Recently, architects Meg Barclay and John Scholz authored an opinion about the currently proposed Rockport Harbor Hotel. In our opinion, Meg and John are in the top tier of local architects, and their many-decades long experience of producing fine and historic architecture gives their perspective weight.
Meg and John seek to support the RHH in its currently-proposed form as “fulfilling” the Secretary of the Interiors Standards for Rehabilitating Historic Buildings. These Standards require that additions to historic buildings be designed intentionally to distinguish the new work from the historic so as to make clear what is original and what was added later.
Meg and John try to argue that those principles apply to the RHH, where they identify numerous architectural elements which do not correspond to the neighboring structures. However, the RHH is a new building, not an historic one, and the Standards have no bearing. Ms. Barclay and Mr. Scholz try to imply that the Standards apply because the RHH occurs in the middle of a recognized Historic District, but the language of the Standards makes clear they govern only additions to existing historic buildings.
However, one building to which the Secretary of the Interior Standards do apply is an historic structure immediately adjacent to the RHH lot. The Secretary’s office oversaw the rehabitation of the Shepherd Block, which was painstakingly restored to these exceptionally high standards.
The standards are so rigorous, and at times limiting, that the developer was granted a sizable tax credit toward the additional expense required to ensure that the Shepherd Block was accurately preserved, for all future generations. Especially living in such a beautiful traditional village as Rockport, we are so fortunate that our Federal Government strongly supports the preservation of historic local structures.
The design of the RHH displays a complete disregard for the historic Shepherd Block, which has graced the downtown in its current form for well over a century; an entire façade is to be obliterated by this contemporary hotel. Far from respecting the established Historic District, the hotel will destroy not only an historic façade but, also, the historic Downtown viewscape to the harbor that has forever been enjoyed by all.
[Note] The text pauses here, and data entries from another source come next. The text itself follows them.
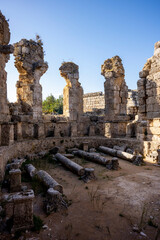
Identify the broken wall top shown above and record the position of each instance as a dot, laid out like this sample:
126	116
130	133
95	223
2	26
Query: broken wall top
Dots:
70	72
152	65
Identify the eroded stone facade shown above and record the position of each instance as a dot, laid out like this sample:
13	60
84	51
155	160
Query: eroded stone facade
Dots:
5	50
116	90
29	61
72	92
23	127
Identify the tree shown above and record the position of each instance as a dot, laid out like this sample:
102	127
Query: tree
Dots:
53	105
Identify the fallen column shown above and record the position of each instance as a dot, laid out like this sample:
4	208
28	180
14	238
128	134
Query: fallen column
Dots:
136	159
54	201
92	157
48	181
109	151
126	156
74	167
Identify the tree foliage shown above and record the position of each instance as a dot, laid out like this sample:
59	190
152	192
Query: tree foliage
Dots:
53	105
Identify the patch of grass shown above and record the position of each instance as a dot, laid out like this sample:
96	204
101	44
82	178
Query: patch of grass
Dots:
38	223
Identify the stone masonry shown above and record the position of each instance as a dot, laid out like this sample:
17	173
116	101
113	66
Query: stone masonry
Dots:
93	102
149	99
29	61
116	90
72	92
5	50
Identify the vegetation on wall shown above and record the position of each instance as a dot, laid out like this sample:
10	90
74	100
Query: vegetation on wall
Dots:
53	105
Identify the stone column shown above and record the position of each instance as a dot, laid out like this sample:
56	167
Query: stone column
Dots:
11	134
74	130
29	61
5	50
22	209
19	130
73	92
15	180
116	90
92	130
149	99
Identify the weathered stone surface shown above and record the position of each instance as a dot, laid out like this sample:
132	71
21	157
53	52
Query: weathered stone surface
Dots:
31	170
73	92
15	180
116	90
93	102
54	201
149	98
29	61
74	167
4	57
48	181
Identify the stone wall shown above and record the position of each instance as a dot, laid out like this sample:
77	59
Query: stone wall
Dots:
5	50
149	101
116	90
93	102
21	149
72	92
29	61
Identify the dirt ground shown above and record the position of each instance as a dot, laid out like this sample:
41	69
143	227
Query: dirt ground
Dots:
109	207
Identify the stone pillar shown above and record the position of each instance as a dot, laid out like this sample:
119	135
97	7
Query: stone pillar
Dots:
22	209
19	131
108	130
85	146
11	134
158	156
74	130
72	92
116	90
7	134
149	99
15	180
5	50
92	130
0	135
29	61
Where Meg and John’s observations as architects should be noted is in their characterization of the RHH as distinct from its immediate neighbors. They state: “The hotel design has chosen the alternate path to delineation from the historic fabric.” and “.... changes in cornice and roof heights, balconies and contemporary windows to distinguish it from its historic neighbors.”
Agreed. The failure here is that Rockport’s own Land Use Ordinance (Section 1003.2 Architectural Review Standards) states “The architectural design of structures and their materials and colors shall be visually harmonious with the overall appearance of neighboring structures.” Thus, Rockport’s laws demand harmony (Harmony: agreement, accord, per Meriam Webster, Dictionary.com, The Free Dictionary, etc.), not deviation in architectural expression.
Here we have two respected local architects highlighting the dissimilarities of the RHH to its environs, when in fact our LUO demands accord.
Additionally, under section 913 DOWNTOWN DISTRICT, Section 913.1 defines “... standards for increased development potential on specific lots with street frontage on Central Street and Main Street consistent with historic patterns of development.”
The historic pattern of development on the Hotel lot was never total lot coverage, and the side of the Shepherd Block and the vista of the harbor historically has always been fully in view. On top of that, Rockport Land Use Ordinance Section 913.3 Special District Standards apply: “To encourage patterns of development that are consistent with the historical development on the harbor side of Central Street.” Here again, our Ordinance requires consistency with the historic pattern. The historic condition in that Special District has been: that side of the Shepherd Block visible as a freestanding edifice, and an expanse of open view to the harbor.
Examined from the perspective of the Secretary of the Interior’s Standards as they apply to the Shepherd Block, the RHH is an affront to preservationists and the public. Examined with respect to Rockport’s own Land Use Ordinance the RHH design fails to conform to specific requirements for the Downtown.
There is no doubt that a suitable hotel can be built in that location. But like every other development project in town, it must abide by our laws, which are a reflection and the embodiment of all we hold dear in our Village.